The Fram museum was pretty cool -- the museum itself was a giant A-frame building which houses the entire ship that made several polar expeditions -- to both poles. Not only that, you can go up and actually walk through the boat's interior, much of which is still intact. A pretty nice experience!

The Norwegian Maritime museum didn't have a huge amount of interesting things for me, but it was good to walk around it. Definitely good to leave to the end of the day where we could hurry through and then leave. The sun was setting as we left the museum so we stayed by the coast there to take some photos -- some of which I think turned out pretty well. Not too sure when I'll get those photos up, but hopefully not too long.

Having done a lot of walking and a lot of museuming, we returned to the city center to find something to eat. One thing we didn't really find on the trip was any sort of traditional Norwegian food. The places we were at seemed to be populated with Italian and Indian and other food, but we didn't really see anything traditional :/ Oh wells. So we stopped in at an Italian place which wasn't too bad. After having a nice dinner we headed back to our boat to enjoy the evening atmosphere therein.

The boat's common room was the only place where we could get internet, which was a good thing since there was lots of activity in the common room. There was a bar (although the beer they were serving wasn't amazing), and music and just some general fun times. Some dancing even broke out later on in the evening. But we had had a long day so we turned in early.

The next day we were determined to use the remaining time on our Oslo passes, so we first went to visit Akershush fortress, which we didn't realize didn't open until the afternoon on Sundays. Whoops. The day was cloudy and rainy, but we weren't gonna let that stop us. We walked around the outside of the fortress a bit before heading off to the Nobel Institute, which is based in Oslo. They had some exhibits there, but it actually wasn't all that interesting, and was pretty pricey at that! Good thing it was free with our Oslo pass!

From there we caught the underground to the Eastern part of town to check out the natural history museum. That museum is actually several buildings spread across a pretty wide area, and there was a lot to see. So we wandered through the rained on plants for awhile before finding the geological building and then the zoological building. They sure had a lot of stuff to look at! Partway through my feet were sure tired of all the walking!!!

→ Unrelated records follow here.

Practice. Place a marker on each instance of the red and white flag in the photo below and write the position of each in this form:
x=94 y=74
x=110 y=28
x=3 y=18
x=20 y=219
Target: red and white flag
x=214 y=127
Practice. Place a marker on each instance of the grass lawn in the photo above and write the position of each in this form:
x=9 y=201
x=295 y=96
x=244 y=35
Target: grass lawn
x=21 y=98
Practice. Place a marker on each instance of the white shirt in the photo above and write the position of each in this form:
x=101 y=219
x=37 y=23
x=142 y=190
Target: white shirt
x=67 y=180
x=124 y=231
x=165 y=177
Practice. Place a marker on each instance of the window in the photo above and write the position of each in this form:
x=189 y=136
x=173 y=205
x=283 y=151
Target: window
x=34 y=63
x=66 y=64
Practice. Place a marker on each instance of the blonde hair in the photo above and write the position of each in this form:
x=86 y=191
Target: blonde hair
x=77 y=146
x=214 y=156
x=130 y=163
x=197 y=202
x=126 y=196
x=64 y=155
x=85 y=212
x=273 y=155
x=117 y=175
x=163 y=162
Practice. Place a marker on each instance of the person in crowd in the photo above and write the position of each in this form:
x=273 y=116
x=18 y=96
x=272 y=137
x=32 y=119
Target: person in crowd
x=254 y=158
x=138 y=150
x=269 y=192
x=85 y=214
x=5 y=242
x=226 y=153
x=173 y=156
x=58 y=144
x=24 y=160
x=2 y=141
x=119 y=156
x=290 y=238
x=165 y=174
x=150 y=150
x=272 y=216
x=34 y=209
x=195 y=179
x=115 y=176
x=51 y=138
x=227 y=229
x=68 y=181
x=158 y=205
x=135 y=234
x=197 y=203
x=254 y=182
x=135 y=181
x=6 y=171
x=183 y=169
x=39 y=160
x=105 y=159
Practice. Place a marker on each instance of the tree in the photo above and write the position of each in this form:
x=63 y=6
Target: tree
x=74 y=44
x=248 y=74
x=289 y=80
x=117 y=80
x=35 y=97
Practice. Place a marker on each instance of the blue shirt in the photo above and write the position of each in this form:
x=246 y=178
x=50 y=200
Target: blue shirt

We had a couple hours to spare before our bus back to Torp airport, so we stopped in at another Italian place ... and this turned out to be a really good choice. I had a dish called "Turkish Risotto" which was absolutely delicious. Mmmm.

We picked up our luggage and spent a rather uneventful trip back to Dublin via bus and plane. So it was a pretty good trip! Next up, we're headed to Barcelona over Christmas, which is pretty exciting!